Monday, Dec. 18, 1944
War & Peace
As the 3,200 members of the National Association of Manufacturers trooped into Manhattan's Waldorf-Astoria hotel last week, the passwords were War & Reconversion. But as they sat down to breakfast, the first meeting of their 49th annual convention, they were told, in no uncertain terms, that the only job of U.S. industry now is war, not peace.
They heard this straight from the mouth of Lieut. General Brehon B. Somervell, hard-bitten boss of the Army Service Forces, who gravely noted that current production of munitions is lagging behind consumption (see U.S. AT WAR). There was worse to come. Said he: "Within the past 90 days we have had to increase our estimate of the production ... to fight Japan after Germany is defeated. . . . It will cost us $71 billion a year." This was the first official word to U.S. business that the cutbacks in war production after V-E day have shrunk from the 40% which WPB once promised to a slim 15-20%. (Actually General Somervell had overstated the case by lumping in all the costs of ending the German war, contract terminations, etc.)
Then Peace. In some confusion, the NAMsters hastily affirmed their full support to the war. Then the ponderous convention machinery, which had been geared up to reconversion long before the talk of new production kinks arose, rolled on into the postwar world.

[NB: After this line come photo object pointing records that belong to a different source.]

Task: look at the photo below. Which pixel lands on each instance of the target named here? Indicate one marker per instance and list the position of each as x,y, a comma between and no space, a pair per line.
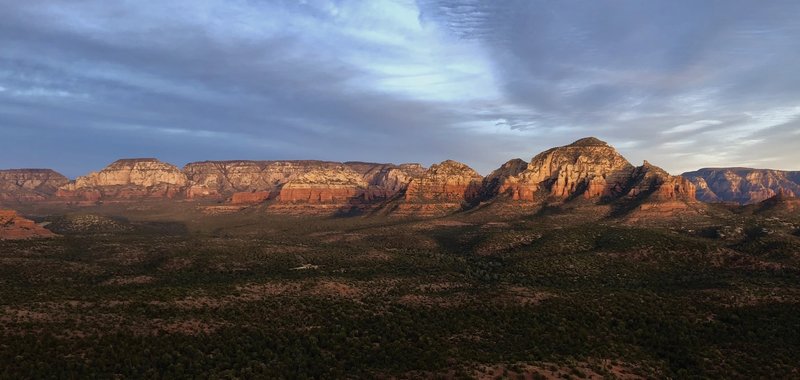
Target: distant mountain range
743,185
587,172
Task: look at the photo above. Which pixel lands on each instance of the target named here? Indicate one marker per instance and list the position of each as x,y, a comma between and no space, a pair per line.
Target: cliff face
587,167
29,185
591,170
293,181
14,226
335,185
127,179
222,178
742,185
449,181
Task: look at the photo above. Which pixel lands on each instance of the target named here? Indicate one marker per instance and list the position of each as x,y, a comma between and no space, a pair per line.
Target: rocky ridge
127,179
743,185
29,185
587,173
14,226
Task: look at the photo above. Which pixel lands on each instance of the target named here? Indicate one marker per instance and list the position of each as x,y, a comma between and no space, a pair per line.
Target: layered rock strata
128,179
14,226
29,185
743,185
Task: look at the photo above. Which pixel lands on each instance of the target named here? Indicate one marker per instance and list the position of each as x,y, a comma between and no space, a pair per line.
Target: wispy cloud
477,81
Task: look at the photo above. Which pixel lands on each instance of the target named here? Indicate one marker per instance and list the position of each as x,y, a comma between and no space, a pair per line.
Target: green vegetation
303,298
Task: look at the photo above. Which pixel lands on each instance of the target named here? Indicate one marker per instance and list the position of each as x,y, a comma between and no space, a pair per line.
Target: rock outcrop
592,171
250,197
127,179
448,182
29,185
335,185
369,182
588,167
742,185
14,226
443,188
783,203
222,178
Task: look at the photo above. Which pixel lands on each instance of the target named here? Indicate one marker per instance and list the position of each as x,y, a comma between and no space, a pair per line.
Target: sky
683,84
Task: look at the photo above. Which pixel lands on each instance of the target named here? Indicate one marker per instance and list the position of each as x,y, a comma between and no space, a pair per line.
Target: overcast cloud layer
682,83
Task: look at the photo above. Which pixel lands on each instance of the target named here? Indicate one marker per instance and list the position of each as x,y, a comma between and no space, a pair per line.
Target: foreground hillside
154,290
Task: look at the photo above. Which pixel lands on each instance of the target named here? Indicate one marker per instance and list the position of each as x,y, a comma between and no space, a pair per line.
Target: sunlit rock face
334,185
742,185
29,185
449,181
298,181
594,172
588,167
128,179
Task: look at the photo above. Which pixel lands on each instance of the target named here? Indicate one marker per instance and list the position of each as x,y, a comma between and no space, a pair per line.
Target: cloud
476,81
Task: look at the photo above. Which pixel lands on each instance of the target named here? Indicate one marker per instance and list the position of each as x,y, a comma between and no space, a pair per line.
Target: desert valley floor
169,289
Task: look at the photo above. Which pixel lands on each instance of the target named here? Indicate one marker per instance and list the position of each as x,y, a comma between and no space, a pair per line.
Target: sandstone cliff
588,167
220,179
592,171
223,178
449,181
29,185
742,185
127,179
14,226
335,185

Out came the flood of speeches (84 in all) and the confident prediction of N.A.M. itself, based on its survey of 2,000 industries engaged in reconversion planning along with their war work, that the jobs of reconversion and postwar employment are less fearsome, the closer they come. N.A.M. predicted that: 1) 95% of all U.S. industry could complete reconversion within eight weeks; 2) 76% of the manufacturers could reach peak production in that time; 3) postwar employment in manufacturing would be 30% higher than it was in 1939.
Wishful Thinking. It remained for N.A.M.'s retiring president, Robert M. Gaylord, to strip some of the rosy talk from all these postwar predictions, uncover some hard, grey facts. He turned a fishy eye on guessers of postwar national income. Said he: "In 1929, 48,000,000 people worked a little more than 48 hours a week (2,304 million hours a week in all) and . . . produced a national income of $83,000,000." Now, there are predictions that 60,000,000 people working 40 hours a week can produce $200 billions a year, "that 2,400 million hours a week, or only 4% more than we worked in 1929, can produce 240% more national income. Let's think straight. If they are real dollars we shall have to buy and build production facilities far more efficient than we now have. This will take time, thrift, investment and hard work. High income will not be realized by wishful thinking."
The Job to Do. NAMsters' hair was further ruffled by N.A.M. Director Herman W. Steinkraus, president of Bridgeport Brass Co., who made the point that much wishful thinking about the postwar has been done by N.A.M. itself. Director Steinkraus sorrowfully reported that the U.S. worker "looks mainly to the Government to solve" postwar job problems. Said he: "Workers, both union and nonunion, voted 2-to-1 [in opinion polls] that they believe the heads of unions are more interested in the personal welfare of the working man than the heads of their own companies are. ... It is apparent that the day when workers looked to their employers for leadership is passing and will pass completely if something isn't done about it."
How to Do It? N.A.M. thought it knew what should be done. This week it is launching a $1,000,000 advertising campaign to sell N.A.M.'s brand of free enterprise (which it describes as rugged individualism expressed in homely words) to the U.S.
As part of this strategy, N.A.M. elected Ira Mosher, 57, a chunky, black-browed ex-bookkeeper, into the nonpaying president's job. The appeal of Mosher, N.A.M. hopes, is that he is a small businessman, owner of the Russell Harrington Cutlery Co. of Southbridge, Mass. (300 employes). Mosher also, until last July, was general manager of American Optical Co.
At his first press conference, N.A.M.'s new president sounded no ringing phrases to help business sell itself. Nor did he say much of anything else. He dodged most questions with a caution rare even for press-shy NAMsters, even went off the record to get off the chestnut: "Actions speak louder than words."
Those who always expect something exciting from N.A.M. and are almost always disappointed looked hopefully at the final job of the convention, the drafting of a six-point program for U.S. business. Again they were disappointed. There were generalities against cartels, in favor of free enterprise, good government, a sound currency system, etc. But on one of the prime postwar problems for U.S. business--the protective tariff--there was not a word.